At present, Italy, Spain, Belgium, France, Berlin and other European countries or cities have implemented the “closed city.”

According to real-time data from Johns Hopkins University in the United States, as of 18:00 ET on the 20th, there were 18,563 confirmed cases of new coronary pneumonia in the United States and 227 deaths. San Francisco, New York, California, Los Angeles and other serious affected areas have also issued a “city closure order.”

The growing number of new cases worldwide has been capped, with major agencies lowering their economic forecasts.

Goldman Sachs expects US GDP to fall by a record 24 per cent in the second quarter. Goldman Had earlier forecast a 5% decline in U.S. GDP growth in the second quarter.
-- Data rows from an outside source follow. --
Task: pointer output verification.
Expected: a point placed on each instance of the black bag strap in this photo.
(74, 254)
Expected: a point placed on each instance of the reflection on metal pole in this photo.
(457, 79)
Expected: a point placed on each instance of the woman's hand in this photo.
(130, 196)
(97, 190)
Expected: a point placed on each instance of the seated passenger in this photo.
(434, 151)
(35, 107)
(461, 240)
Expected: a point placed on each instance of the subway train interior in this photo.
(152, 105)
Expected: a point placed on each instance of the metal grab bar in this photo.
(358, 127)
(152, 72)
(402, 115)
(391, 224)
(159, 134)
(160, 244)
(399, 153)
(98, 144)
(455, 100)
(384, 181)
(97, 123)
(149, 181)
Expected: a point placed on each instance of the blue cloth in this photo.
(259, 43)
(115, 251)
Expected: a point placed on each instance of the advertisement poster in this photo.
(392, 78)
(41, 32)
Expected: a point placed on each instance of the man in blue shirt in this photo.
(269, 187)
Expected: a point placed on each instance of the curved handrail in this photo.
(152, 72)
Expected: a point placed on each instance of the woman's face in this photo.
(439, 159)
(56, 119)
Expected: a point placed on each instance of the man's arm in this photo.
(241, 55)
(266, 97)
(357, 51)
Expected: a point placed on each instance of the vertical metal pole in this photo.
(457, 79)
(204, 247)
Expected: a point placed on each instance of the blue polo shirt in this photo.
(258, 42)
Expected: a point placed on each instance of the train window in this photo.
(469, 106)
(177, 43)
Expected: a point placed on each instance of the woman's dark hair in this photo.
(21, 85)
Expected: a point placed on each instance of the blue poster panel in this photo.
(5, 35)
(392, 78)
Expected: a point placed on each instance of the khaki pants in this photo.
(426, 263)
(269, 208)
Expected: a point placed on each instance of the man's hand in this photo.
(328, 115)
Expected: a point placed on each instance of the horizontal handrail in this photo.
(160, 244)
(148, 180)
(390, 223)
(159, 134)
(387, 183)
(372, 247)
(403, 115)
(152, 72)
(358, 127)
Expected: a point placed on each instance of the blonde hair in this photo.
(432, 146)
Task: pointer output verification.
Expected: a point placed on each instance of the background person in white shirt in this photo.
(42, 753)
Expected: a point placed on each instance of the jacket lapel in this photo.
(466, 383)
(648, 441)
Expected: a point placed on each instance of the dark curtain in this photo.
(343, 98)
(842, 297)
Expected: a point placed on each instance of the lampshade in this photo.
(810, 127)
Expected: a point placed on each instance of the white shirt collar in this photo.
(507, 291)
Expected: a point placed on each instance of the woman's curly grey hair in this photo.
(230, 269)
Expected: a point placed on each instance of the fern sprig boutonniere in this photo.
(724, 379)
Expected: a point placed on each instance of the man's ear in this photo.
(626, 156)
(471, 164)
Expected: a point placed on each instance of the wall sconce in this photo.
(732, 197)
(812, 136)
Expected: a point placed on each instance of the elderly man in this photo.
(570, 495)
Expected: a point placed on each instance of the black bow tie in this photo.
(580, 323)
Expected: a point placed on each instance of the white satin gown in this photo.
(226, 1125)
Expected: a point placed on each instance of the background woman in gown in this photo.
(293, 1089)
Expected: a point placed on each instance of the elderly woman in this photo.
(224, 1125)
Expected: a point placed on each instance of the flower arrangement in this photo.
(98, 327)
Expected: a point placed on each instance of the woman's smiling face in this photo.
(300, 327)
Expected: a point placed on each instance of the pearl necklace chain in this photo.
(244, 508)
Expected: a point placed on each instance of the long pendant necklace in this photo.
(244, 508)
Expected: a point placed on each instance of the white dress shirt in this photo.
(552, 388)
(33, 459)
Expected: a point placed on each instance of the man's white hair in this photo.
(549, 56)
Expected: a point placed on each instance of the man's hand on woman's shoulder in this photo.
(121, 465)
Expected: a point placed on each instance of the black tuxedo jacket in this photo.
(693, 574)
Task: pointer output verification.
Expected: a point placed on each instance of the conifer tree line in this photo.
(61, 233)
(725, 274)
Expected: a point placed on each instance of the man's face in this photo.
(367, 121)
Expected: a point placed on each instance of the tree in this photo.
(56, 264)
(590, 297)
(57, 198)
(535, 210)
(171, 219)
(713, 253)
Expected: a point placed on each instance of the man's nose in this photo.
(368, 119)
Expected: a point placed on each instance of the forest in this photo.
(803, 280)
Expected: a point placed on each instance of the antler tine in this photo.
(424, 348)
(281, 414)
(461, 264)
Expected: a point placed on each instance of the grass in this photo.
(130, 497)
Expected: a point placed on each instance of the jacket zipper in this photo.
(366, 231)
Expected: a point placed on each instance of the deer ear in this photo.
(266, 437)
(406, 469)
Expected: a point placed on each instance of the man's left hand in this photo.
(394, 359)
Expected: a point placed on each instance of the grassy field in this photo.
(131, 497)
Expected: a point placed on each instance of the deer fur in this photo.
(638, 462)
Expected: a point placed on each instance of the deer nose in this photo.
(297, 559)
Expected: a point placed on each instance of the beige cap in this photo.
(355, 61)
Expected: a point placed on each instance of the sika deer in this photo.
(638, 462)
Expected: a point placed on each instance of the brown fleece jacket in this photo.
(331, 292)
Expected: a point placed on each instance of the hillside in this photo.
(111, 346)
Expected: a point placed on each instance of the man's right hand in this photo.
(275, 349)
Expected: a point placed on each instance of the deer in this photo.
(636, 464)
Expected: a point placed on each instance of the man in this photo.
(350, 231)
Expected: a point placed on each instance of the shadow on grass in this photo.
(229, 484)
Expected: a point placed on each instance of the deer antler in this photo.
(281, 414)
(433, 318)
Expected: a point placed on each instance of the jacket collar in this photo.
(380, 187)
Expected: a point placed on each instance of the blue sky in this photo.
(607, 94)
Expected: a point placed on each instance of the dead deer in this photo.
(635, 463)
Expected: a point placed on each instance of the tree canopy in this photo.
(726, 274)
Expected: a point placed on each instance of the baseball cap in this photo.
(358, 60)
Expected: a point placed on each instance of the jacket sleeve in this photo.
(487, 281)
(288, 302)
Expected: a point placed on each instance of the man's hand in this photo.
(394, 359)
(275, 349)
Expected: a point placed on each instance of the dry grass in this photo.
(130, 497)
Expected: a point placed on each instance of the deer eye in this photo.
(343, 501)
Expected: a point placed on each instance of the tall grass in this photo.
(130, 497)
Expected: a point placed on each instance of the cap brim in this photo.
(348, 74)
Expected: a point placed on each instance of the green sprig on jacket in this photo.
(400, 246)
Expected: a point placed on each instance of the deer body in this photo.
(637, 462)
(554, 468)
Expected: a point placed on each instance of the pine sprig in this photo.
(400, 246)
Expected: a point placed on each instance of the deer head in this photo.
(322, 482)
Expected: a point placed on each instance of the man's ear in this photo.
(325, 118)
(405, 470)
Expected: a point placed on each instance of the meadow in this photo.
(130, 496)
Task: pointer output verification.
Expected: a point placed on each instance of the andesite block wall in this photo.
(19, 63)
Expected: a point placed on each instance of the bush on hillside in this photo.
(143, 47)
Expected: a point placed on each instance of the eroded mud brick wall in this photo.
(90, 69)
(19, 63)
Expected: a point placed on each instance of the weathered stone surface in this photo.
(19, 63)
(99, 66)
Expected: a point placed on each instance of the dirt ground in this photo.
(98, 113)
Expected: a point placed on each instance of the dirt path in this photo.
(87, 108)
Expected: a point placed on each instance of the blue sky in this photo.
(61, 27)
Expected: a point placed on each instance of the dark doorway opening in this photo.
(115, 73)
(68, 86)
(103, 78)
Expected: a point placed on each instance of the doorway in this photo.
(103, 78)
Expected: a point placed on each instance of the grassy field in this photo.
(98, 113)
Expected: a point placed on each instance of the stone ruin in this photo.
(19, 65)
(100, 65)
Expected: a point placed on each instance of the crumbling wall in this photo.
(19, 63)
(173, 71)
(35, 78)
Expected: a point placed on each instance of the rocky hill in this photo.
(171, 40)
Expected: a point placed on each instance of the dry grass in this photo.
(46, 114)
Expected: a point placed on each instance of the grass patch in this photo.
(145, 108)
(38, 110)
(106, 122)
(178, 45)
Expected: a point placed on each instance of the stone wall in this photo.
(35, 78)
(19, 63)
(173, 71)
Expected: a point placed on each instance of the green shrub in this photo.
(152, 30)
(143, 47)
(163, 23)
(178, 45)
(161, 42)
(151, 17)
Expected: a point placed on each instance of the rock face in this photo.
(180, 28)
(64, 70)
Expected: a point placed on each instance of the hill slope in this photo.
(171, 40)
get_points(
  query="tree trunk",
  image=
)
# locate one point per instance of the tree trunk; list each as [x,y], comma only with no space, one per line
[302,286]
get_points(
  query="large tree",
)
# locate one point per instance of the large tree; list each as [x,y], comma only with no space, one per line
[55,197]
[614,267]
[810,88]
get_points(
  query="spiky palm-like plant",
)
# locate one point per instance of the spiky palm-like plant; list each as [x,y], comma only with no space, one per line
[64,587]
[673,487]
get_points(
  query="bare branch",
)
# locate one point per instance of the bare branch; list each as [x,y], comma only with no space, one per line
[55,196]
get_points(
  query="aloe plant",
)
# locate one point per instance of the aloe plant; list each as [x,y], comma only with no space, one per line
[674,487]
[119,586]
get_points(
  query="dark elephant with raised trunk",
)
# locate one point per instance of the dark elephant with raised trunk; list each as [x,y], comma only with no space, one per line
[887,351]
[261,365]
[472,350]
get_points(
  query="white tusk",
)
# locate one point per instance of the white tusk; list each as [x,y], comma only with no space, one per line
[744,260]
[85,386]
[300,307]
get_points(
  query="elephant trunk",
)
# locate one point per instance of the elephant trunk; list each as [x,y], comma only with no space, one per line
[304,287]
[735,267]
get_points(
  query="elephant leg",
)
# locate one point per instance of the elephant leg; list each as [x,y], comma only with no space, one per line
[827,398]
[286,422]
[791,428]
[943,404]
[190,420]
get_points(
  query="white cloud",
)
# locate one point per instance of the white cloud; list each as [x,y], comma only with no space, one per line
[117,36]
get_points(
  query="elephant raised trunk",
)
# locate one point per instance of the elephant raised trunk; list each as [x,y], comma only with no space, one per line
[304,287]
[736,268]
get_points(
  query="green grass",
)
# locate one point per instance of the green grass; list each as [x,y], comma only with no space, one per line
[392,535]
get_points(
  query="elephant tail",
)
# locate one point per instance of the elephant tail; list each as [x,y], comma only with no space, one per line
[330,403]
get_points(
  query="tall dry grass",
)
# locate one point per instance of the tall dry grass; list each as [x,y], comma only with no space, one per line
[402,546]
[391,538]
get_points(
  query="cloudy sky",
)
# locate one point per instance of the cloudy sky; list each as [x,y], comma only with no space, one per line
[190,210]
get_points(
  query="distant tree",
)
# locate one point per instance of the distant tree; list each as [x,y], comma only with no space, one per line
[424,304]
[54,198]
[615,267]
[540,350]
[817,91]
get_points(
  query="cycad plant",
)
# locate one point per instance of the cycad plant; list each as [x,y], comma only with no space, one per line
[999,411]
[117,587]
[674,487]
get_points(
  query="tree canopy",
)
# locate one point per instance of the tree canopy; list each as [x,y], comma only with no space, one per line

It noted that preliminary data for the latest week reinforced Goldman’s confidence that GDP would fall sharply.

Deutsche Bank said on Friday that the outbreak could plunge the UK into its worst recession in 100 years, with economic growth falling by 6 per cent. Earlier, Germany, France, Japan, South Korea and other countries have also been lowered economic growth forecasts.

The European Commission said in a statement Friday that assuming the public health crisis continues into early June or beyond, economic activity will shrink by 2020 to the extent that economic activity is at its worst in 2009.